B ‘Comedia dramática sobre la protesta violenta en Chile’

B es para Bueno. También es para bomba. En esta nueva y grotesca y divertida obra del escritor chileno Guillermo Calderón, la activista incipiente Marcela cumple 19 años y está organizando una fiesta. Los únicos invitados son dos revolucionarios compatriotas; La bomba está envuelta para regalo.

Pero la palabra B nunca debe ser pronunciada en voz alta, así que en lugar de «bomba», estos anarquistas nerviosos dicen «queso». ¿O es la palabra de código correcta «vaca»? Nadie está seguro y, con un vecino demasiado amigable apareciendo con pastel y velas, los temperamentos provocan que el pelo se encienda en una casa segura que difícilmente podría ser más peligrosa.

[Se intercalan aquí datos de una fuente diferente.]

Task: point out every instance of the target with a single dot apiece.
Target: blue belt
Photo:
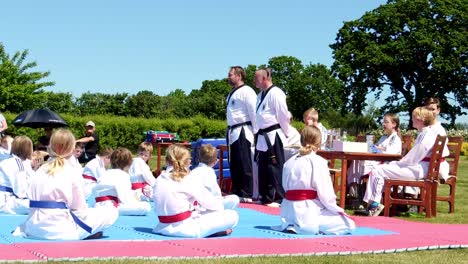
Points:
(59, 205)
(5, 189)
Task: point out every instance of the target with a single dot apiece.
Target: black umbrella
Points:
(37, 118)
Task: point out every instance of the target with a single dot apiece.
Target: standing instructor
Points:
(273, 126)
(240, 115)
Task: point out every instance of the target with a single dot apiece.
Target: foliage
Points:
(408, 50)
(19, 87)
(306, 86)
(144, 104)
(98, 103)
(57, 102)
(210, 100)
(129, 132)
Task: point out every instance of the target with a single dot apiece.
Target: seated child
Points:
(206, 175)
(79, 147)
(140, 173)
(38, 159)
(310, 117)
(309, 206)
(389, 143)
(94, 170)
(413, 166)
(173, 200)
(15, 174)
(115, 189)
(58, 208)
(5, 147)
(294, 141)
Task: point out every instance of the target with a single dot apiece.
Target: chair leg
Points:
(452, 199)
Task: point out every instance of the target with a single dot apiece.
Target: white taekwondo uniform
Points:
(240, 116)
(142, 179)
(173, 202)
(313, 215)
(272, 121)
(15, 176)
(65, 186)
(92, 171)
(206, 176)
(411, 167)
(115, 189)
(390, 144)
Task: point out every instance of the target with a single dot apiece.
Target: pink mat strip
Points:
(411, 236)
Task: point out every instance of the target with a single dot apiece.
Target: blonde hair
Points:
(177, 156)
(423, 114)
(121, 158)
(22, 147)
(395, 119)
(6, 141)
(38, 159)
(310, 112)
(145, 147)
(62, 145)
(207, 154)
(310, 140)
(105, 152)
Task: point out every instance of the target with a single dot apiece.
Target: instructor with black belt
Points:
(272, 120)
(240, 115)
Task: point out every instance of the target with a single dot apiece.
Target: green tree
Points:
(19, 86)
(144, 104)
(315, 87)
(99, 103)
(58, 102)
(406, 51)
(178, 104)
(210, 100)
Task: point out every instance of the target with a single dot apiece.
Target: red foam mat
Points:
(409, 236)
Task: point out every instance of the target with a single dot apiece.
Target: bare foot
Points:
(95, 236)
(222, 233)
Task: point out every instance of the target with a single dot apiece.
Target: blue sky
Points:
(128, 46)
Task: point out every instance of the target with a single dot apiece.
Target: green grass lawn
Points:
(428, 256)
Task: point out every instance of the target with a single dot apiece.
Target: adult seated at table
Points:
(413, 166)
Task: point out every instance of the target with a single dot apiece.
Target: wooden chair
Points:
(454, 146)
(406, 144)
(335, 174)
(427, 186)
(361, 138)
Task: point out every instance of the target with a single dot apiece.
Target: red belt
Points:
(138, 185)
(300, 195)
(89, 177)
(108, 198)
(168, 219)
(427, 159)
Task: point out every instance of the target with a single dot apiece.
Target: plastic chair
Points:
(454, 146)
(428, 186)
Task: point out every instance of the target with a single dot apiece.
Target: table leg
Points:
(220, 167)
(344, 170)
(159, 158)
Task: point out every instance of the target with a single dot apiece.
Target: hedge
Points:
(129, 132)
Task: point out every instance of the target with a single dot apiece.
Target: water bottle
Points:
(370, 142)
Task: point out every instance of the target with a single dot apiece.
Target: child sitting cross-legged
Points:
(173, 201)
(205, 175)
(94, 169)
(140, 173)
(115, 189)
(309, 205)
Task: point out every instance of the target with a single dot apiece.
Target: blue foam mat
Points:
(252, 224)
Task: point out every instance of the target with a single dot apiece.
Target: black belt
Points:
(269, 129)
(240, 124)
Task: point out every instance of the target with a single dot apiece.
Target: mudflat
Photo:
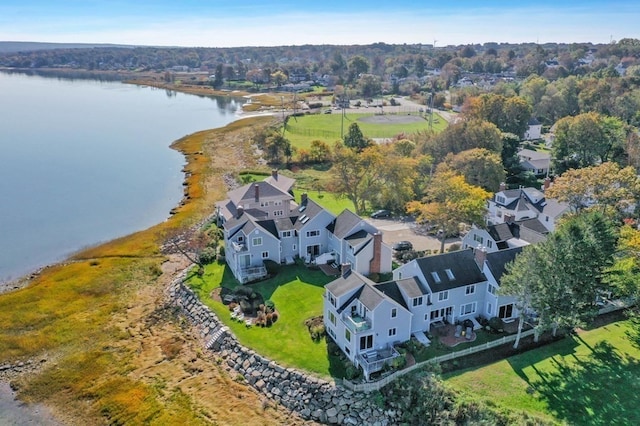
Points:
(15, 412)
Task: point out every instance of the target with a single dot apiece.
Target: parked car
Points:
(403, 246)
(380, 214)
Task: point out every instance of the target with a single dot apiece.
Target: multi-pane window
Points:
(366, 342)
(467, 309)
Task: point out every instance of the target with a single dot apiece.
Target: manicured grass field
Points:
(308, 181)
(297, 293)
(327, 127)
(592, 378)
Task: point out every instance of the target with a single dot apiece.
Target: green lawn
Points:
(328, 200)
(297, 293)
(592, 378)
(301, 131)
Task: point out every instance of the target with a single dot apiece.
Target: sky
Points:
(214, 23)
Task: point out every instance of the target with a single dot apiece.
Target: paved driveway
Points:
(394, 230)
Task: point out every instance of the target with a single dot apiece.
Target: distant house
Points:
(534, 161)
(516, 205)
(505, 235)
(534, 130)
(261, 221)
(367, 320)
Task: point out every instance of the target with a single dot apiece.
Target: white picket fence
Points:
(377, 385)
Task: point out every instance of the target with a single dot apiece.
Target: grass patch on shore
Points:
(301, 131)
(297, 292)
(586, 379)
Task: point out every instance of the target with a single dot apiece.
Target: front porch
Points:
(375, 360)
(252, 273)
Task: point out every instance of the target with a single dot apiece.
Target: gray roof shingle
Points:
(462, 265)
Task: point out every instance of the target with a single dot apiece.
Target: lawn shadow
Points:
(560, 348)
(600, 388)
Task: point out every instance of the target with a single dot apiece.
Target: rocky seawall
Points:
(310, 397)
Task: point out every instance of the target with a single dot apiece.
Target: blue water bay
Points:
(82, 162)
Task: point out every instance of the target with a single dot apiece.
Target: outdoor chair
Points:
(458, 331)
(469, 333)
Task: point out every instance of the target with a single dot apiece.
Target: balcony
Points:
(375, 360)
(238, 247)
(355, 322)
(252, 273)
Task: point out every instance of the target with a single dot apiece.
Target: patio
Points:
(446, 335)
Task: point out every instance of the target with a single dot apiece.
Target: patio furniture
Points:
(458, 331)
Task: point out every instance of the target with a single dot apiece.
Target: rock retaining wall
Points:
(310, 397)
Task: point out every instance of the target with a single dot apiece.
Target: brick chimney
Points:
(375, 265)
(345, 270)
(480, 255)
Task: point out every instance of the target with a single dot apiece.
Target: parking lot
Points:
(394, 230)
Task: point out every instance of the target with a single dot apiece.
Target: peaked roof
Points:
(283, 183)
(307, 208)
(344, 223)
(462, 265)
(500, 232)
(497, 261)
(345, 284)
(248, 192)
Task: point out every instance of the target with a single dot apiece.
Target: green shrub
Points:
(453, 247)
(317, 332)
(496, 324)
(398, 362)
(269, 306)
(208, 255)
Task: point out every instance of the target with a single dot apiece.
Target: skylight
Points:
(450, 274)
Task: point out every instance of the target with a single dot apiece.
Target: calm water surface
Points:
(82, 162)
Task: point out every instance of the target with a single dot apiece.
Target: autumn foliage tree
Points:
(479, 166)
(605, 187)
(450, 201)
(588, 139)
(461, 136)
(560, 278)
(509, 114)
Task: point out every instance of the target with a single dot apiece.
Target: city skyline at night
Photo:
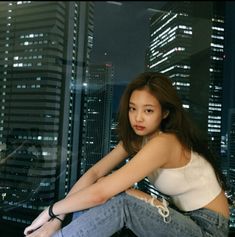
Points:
(63, 69)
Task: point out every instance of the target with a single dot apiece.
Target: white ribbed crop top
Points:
(191, 187)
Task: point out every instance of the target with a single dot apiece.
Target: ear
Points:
(165, 114)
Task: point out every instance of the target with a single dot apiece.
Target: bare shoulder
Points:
(168, 139)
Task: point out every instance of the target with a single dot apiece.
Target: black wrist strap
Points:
(52, 215)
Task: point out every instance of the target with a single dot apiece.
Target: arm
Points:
(155, 154)
(101, 168)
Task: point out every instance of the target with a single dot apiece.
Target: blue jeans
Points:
(143, 220)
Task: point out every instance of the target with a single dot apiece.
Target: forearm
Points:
(86, 180)
(83, 199)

B, dirigida por Sam Pritchard, es una comedia con dientes serrados, escupiendo fragmentos de metralla de horror y absurdo. Se enfrenta a una historia de protesta violenta en Chile que se remonta a la resistencia al régimen de Pinochet, que a su vez perpetró actos de terrorismo patrocinado por el estado, y persiste con los encapuchados de hoy, o «los encapuchados», un grupo dispar cuyas actividades van desde el graffiti. a los bombardeos mortales.

Calderón examina el explosivo choque de valores cuando un activista de más edad, José Miguel (Paul Kaye), un asesino experimentado en la teoría marxista, se une a Marcela (Aimee-Ffion Edwards) y Alejandra (Danusia Samal), que prefieren ruidos, dramas, Pero tácticas sin sangre. Lo que comparten es una ira desenfocada, y la esperanza de que esta acción pueda dar un propósito a sus vidas.
En la traducción de William Gregory, el diálogo es conciso, disperso, interrumpido por monólogos que son esencialmente gruñidos prolongados de rabia y aullidos de angustia. Estos terroristas se distancian furiosamente de los zombies de al-Qaeda, mientras luchan por definir sus objetivos. Sin embargo, un panorama más amplio surge sigilosamente de la vigilancia política, vidas jóvenes destruidas o desperdiciadas, y voces minoritarias sofocadas.

La escritura tiene una pizca de Pinter, los Cuatro Leones de Chris Morris e incluso los Perros Reservoir de Tarantino con su amenaza, su mezcla de lo cómico, espeluznante y grotesco, y sus confusos y confusos engaños.

En el alarmante y endeble juego de chapa de madera y andamios de Chloe Lamford, los activistas lucen ridículos en sus remeras caseras anudadas, en particular en el retorcido Miguel de Kaye, quien equipa las suyas con gafas oscuras impenetrables. Y suena tonto cuando obliga a una Marcela aprensiva a cagar en la lata que contiene la «vaca». Pero su explicación (el excremento asegurará que las heridas de la bomba de clavos se infecten) es escalofriante. Incluso la vecina aparentemente benevolente, Carmen (Sarah Niles, con ojos de gimlet), tiene una arrogancia intrusiva e intrusiva que hace que la piel le pique.

Por todo eso, ni en el juego ni en la flota de Pritchard, la producción de Quicksilver logra el máximo impacto. Calderón nunca desenmascara sus personajes el tiempo suficiente para que nos conectemos completamente con ellos, y un contexto más histórico nos prestaría un mayor peso. Aún así, es una pieza sorprendente, elegante y de suspenso, incluso si te deja más aturdido y nervioso que iluminado.